An excellent point, and well exemplified by the famous book “How to Lie with Statistics”, by Daniel Huff and first published in 1954, and actually used as a college textbook in some statistics courses. Without this kind of basic grounding, those uneducated in statistics are likely to think of it as a very science-y subject, and therefore very accurate, while the reality is that it’s often anything but.
I agree, and even if long division is basically an obsolete skill, I think it’s helpful in teaching the basic principles of arithmetic, just like calculus is useful foundational knowledge even if you never use it. And I remember multiplication tables being drilled into our young heads – also now more or less obsolete, yet still handy for quick estimates when you don’t immediately have a calculator on hand. In fact I don’t even have a standalone calculator – it’s always my computer, tablet, or phone.
I was a business major as an undergrad, and had to take two semesters of calculus for my bachelor’s degree.

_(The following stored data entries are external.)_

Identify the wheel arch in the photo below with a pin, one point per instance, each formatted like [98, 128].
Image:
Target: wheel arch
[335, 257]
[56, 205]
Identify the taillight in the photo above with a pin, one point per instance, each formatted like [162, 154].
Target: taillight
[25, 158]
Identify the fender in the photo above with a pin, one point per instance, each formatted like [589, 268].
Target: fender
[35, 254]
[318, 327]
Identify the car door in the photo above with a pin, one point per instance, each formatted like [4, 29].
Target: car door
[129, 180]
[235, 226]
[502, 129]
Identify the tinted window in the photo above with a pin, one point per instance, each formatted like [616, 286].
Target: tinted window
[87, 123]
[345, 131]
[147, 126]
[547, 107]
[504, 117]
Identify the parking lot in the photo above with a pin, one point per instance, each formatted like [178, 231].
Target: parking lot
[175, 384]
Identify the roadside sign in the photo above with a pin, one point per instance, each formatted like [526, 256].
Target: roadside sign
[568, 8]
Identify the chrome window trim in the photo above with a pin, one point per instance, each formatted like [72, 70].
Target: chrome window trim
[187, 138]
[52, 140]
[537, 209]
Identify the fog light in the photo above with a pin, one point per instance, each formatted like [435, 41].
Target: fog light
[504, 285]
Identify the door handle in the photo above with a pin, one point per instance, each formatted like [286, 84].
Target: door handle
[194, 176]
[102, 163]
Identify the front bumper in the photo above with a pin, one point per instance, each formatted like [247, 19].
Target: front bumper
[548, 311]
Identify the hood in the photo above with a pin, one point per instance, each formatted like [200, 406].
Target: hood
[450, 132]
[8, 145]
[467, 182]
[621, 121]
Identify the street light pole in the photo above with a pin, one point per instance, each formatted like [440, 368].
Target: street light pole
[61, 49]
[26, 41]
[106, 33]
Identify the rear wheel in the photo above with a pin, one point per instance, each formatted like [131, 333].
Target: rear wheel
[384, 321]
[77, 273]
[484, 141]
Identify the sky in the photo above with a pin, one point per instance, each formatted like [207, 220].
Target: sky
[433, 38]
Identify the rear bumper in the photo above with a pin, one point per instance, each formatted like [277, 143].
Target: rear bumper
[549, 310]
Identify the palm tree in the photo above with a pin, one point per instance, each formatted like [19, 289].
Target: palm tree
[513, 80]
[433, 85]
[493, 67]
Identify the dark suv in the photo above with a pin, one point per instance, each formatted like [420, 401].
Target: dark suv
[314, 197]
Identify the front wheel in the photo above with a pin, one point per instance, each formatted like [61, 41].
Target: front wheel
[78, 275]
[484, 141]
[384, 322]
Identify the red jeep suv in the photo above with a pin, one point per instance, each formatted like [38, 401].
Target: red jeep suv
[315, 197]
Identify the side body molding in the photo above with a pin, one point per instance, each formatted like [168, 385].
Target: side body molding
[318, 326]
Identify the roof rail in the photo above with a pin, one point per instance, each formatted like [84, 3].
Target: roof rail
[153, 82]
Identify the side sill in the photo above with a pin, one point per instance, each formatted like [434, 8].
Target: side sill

AIUI, calculus is an important part of financial models, and that’s the reason why it’s required for a lot of business degrees.
However, my school offered two classes in “business calculus,” which were focused purely on application, and didn’t get into the “how to understand how a derivative equation works,” which regular calculus classes (for people going into the sciences, mathematics, and engineering) would teach.
They are useful at the hotel I work at. We hand them out to guests who want to talk to a specific manager or salesperson. Especially at 2 AM. Why people think we have a wedding salesperson on the clock then I have no idea. Or the hotel manager.
Community college level, not high school: I’ve taught “Calc for Business and Life/Social Sciences” a few times. It’s like Calc 1 & 2 Lite, in a single course. It doesn’t get as heavy into the concepts, it features no trigonometry (thus the only prereq is College Algebra), and focuses more on applied problems rather than mechanics.
Not math, but UC Berkeley has a physics course - I’ve forgotten the course number - that is commonly called “Physics for Future Presidents”. It’s designed to provide the barest familiarity with physics to non-STEM majors that still satisfies graduation requirements. IIRC, that nickname is used by nearly all the physics professors, even the Nobel Laureates.
That’s a lot more flattering than the usual name of “…for jocks”.
When I was an astronomy major at Villanova, one of the students’ duties was manning the observatory, which was open to the public. One night, we got an entire class of third-graders come up, which was fun. They were doing astronomy in their science period that week. At the end of the week, the teacher sent us copies of their quizzes.
Someone posted them in the hallway together with the quizzes from Astronomy for Jocks. Not only were the third-graders’ quizzes harder, but they did better on them.